Bantuan yang diberikan ke nelayan berbeda-beda. Seribu nelayan yang jadi anggota Koperasi Unit Desa Mina Jaya, misalnya, mendapat bantuan berupa uang tunai antara Rp 15 ribu sampai Rp 30 ribu per orang. Jumlah bantuan dan frekuensi pemberian disesuaikan dengan kemampuan koperasi. Uang bantuan sejatinya berasal dari bagi hasil lelang ikan selama ini yang masuk dalam pos bantuan sosial. Sedangkan nelayan yang di luar koperasi dan tidak melaut sudah mendapat bantuan bahan pokok sebelum Lebaran.
Bupati Malang Rendra Kresna mengatakan bantuan sembako akan diberikan lagi sampai cuaca kembali normal. “Nilainya tidak seberapa, tapi semoga bisa membantu nelayan yang tidak melaut,” kata Rendra.
Selain bantuan uang tunai dan bahan pokok, nelayan juga dibantu membuat rumpon dan peralatan penangkap ikan. Selain dari pemerintah daerah, kata Rendra, nelayan di seluruh Indonesia yang tidak melaut karena cuaca buruk biasanya dapat bantuan dari pemerintah provinsi serta Kementerian Keluatan dan Perikanan. Namun, Rendra mengaku tidak tahu bentuk bantuan yang akan diberikan.

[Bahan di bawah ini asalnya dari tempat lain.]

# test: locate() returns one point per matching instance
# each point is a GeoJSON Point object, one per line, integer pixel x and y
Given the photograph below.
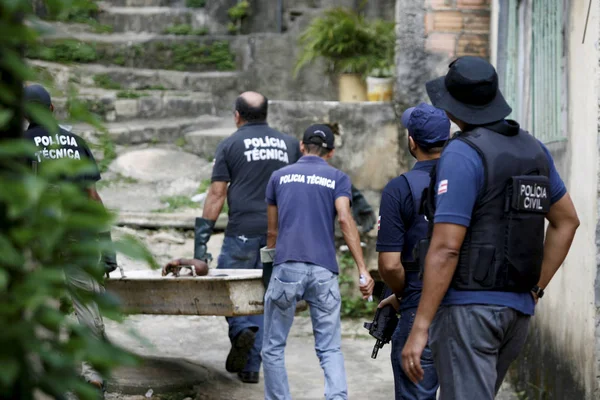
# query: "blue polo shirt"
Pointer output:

Di luar bantuan, semua nelayan yang tidak melaut dilatih DKP untuk mengolah stok ikan yang tersedia menjadi abon tuna, keripik atau kerupuk ikan, serta tepung ikan sehingga mereka tetap mendapat penghasilan meski jumlahnya lebih kecil dari penghasilan harian mereka.
Sudarsono, Kepala Desa Tambakrejo sekaligus penasihat Kelompok Nelayan Rukun Jaya, mengatakan nelayan mengaku berhenti melaut karena selain berbahaya, hasil tangkapan juga sangat sedikit. Saat ini memang tengah musim paceklik ikan.
Tinggi gelombang laut yang mencapai 5 meter dengan kecepatan angin hingga 30 knot membuat posisi ikan makin ke tengah laut dan memaksa nelayan berlayar sejauh 370-463 kilometer dari garis pantai. Kebanyakan nelayan berani berlayar sejauh itu menggunakan kapal motor berbobot 10-30 GT (gross ton). Jumlah kapal jenis ini kurang dari 40 unit.
Namun, hasil tangkapannya hanya 30 persen dari jumlah tangkapan ikan di masa normal. Kondisi ini mendongkrak harga ikan jadi lebih mahal. Harga yang mahal biasanya menurunkan minat konsumen dan ujung-ujungnya pendapatan nelayan berkurang drastis.
Dalam kondisi normal, sekali melaut selama lima-delapan hari, nelayan bisa mendapat hasil Rp 20 juta sampai Rp 25 juta. Mereka pun masih untung bila pendapatan dipotong biaya operasional Rp 10 juta. Namun sekarang, pendapatan bersih Rp 2 juta sampai Rp 3 juta saja sudah bagus.